第1回生活保護利用者、10年で半減 「厳しい指導」「仕送り強要」の疑い
有料記事「最後の安全網」半減の衝撃 生活保護窓口で何があったのか
編集委員・清川卓史社会保障の「最後の安全網」である生活保護。その利用者が約10年で半減した自治体がある。
コロナ禍も物価高騰もあったのに、そんなことがありうるのか。
群馬県桐生市。人口約10万人のまちで生活保護費を分割で利用者に渡し、満額を支給していなかったという前代未聞の問題が明らかになって1年。違法、不適切な制度運用が続々と明らかになっている。
窓口で何が起きていたのか。
母子世帯が激減
まずデータを確認する。
桐生市の生活保護利用者数は2011年度の1163人をピークに翌12年度から減少がはじまった。
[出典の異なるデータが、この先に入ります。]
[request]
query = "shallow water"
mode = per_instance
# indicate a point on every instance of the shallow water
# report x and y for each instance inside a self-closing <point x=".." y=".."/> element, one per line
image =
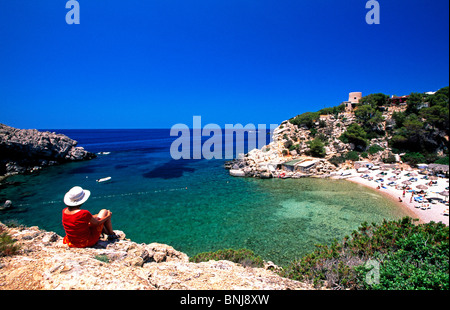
<point x="194" y="205"/>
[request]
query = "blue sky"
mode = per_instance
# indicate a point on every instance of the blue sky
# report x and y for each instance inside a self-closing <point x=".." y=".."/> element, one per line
<point x="152" y="64"/>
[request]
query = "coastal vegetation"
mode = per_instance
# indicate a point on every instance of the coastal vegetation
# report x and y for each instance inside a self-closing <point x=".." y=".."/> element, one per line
<point x="408" y="256"/>
<point x="392" y="255"/>
<point x="416" y="130"/>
22年度には547人と半減した。
同じ期間に保護率が横ばい・増加傾向だった全国や群馬県全体のデータとはかけ離れている。
際立つのが母子世帯の激減だ。
市の資料によると、10年から20年の期間に市内の母子世帯数は3割ほど減ってはいる。しかし、11年度には母子世帯26世帯が生活保護を利用していたが、22年度にはわずか2世帯と、13分の1になった。
母子世帯の急減について市は「理由は分析できていない」(小山貴之・福祉課長)と言うのみだ。
窓口の実態はどうだったのか。
群馬県が6月に公表した桐生市に対する特別監査によって、その一端が明らかになった。
面接相談記録などを点検した県監査報告は、「手持ち金や預貯金がわずか、けがや病気で就労できない、家賃・税金の滞納があるなど、急迫した困窮状態と思われる相談者が申請にいたらず、その理由が読み取れない」などの事案が複数あったと指摘する。
申請を却下したり生活保護を必要としなくなったとして「廃止」したりするための前提となる仕送り・扶養が本当に可能なのか、確認できない事案も数多く見つかったという。
「仕送り強要」の疑いも
具体的には以下のようなケースだ。
○世帯収入が生活保護を受ける基準となる最低生活費以下なのに、「家族で協力すれば困窮に陥らないことが確認された」と記録されている。